Doesn’t even come close.

Then she had a lump.
And the doctors all said it was fine.
Again.
And again.
And again.
But it wasn’t.

But when the idiots in white coats finally believed her,
She had a shit time.
But then,
she kicked cancer’s butt.

And she THREW herself into life.
She grabbed every opportunity that came her way.
With both hands.
And a manic laugh.
And she lived and lived and lived.

Then she felt shit again.
She couldn’t laugh her crazy laugh without feeling shit.
She couldn’t move her arm up without feeling shit.

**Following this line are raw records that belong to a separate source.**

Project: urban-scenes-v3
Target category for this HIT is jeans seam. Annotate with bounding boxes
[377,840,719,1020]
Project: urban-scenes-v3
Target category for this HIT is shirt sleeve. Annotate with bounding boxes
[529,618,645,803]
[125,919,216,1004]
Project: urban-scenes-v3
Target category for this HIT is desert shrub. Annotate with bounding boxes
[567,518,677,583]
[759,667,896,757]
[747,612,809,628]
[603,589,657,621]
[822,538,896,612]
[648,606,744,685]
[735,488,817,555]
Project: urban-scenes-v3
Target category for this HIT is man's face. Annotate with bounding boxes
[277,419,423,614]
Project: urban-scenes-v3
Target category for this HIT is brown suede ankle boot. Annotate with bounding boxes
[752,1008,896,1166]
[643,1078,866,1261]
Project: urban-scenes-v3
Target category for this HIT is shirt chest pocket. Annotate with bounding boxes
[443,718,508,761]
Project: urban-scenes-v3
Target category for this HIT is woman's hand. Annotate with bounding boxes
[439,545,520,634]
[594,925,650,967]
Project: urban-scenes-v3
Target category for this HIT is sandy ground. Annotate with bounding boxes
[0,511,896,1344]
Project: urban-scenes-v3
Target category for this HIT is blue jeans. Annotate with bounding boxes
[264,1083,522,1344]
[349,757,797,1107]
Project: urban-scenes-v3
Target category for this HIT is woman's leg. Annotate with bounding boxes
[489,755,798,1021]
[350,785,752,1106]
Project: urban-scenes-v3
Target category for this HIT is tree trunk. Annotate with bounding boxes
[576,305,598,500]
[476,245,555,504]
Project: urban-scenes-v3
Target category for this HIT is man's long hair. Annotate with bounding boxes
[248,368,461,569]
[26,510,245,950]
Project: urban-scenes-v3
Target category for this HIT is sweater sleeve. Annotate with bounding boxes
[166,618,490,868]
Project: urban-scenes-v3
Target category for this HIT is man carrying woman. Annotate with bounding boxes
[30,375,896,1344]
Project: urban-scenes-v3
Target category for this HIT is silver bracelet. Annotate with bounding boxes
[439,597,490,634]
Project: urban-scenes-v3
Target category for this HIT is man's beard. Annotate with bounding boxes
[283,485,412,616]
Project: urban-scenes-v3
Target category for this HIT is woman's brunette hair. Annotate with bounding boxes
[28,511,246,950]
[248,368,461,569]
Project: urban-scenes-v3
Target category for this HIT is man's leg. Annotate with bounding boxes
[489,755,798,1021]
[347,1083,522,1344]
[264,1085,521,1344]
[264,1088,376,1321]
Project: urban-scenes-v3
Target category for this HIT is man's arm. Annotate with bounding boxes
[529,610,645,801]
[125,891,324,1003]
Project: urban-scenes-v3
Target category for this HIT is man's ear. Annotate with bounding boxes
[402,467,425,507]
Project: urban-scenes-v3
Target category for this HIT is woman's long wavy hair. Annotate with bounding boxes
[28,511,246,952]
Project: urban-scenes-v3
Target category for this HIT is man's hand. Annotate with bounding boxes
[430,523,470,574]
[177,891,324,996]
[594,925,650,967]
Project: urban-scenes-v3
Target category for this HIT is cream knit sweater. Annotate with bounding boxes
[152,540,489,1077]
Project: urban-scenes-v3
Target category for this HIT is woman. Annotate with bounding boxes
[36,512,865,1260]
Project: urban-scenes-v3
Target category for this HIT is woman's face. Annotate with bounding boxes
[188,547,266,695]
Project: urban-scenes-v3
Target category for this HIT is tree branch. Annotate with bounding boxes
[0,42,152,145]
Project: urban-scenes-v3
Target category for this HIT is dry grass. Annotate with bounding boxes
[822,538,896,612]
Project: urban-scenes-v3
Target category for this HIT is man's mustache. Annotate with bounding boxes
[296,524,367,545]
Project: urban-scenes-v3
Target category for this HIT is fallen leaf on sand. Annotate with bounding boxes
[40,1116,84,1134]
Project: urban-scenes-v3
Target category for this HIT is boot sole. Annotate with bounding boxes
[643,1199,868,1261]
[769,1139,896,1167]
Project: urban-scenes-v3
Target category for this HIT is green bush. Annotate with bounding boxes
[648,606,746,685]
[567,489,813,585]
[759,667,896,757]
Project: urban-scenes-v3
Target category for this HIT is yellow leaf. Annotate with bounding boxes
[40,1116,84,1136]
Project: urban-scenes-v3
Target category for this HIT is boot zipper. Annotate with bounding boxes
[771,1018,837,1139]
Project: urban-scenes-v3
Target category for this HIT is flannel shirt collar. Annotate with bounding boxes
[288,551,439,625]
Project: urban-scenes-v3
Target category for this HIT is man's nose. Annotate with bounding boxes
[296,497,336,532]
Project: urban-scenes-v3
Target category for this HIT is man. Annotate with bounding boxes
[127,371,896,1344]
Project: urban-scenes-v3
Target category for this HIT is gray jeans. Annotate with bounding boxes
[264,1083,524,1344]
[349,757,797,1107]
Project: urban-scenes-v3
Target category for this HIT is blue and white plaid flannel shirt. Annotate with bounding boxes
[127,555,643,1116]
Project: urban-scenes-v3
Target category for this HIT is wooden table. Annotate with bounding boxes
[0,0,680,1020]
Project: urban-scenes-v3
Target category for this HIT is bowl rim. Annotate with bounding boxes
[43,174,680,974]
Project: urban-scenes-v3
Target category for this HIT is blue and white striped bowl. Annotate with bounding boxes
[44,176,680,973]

And she went back to the white coat idiots.
And guess what?
They said she was fine.
Again.
And again.
And again.
But she’s wasn’t.

She was in the shit.
As in, a baked potato sized shit lump,
Wrapped around her collar bone.
Making her feel shit.

And they gave her 6 months to live.
And again, she fought like a motherfucker.
And she lived as hard as she could.

And she did live.
She lived for 2.5 more years of butt kicking brilliance.
Some of the time it was shit.
It was very shit.
It hurt in so many shit ways.
But she still laughed her crazy laugh.

And she made thousands of people fall in love with her crazy laugh.
And she made people who felt shit,
feel less shit.

But as I said.
It’s shit when your mate gets cancer.
It’s shit when you know your mate will die from cancer.
It’s shit when your mate does die from cancer.
It’s shit shit shit.

It’s shit for the stupid shit pointlessness of it.
It’s shit because she had so much more to do.
It’s shit because of how much she wanted to do that shit.
It’s shit because of how brilliant she was.
It’s shit because of how brilliant she would have been at doing that shit.
And it’s shit because she won’t do that shit.

It’s shit when your mate dies. It’s shit shit shit.

Bye Bye Row Row. You crazy faced loon. I’m sorry it was so shit.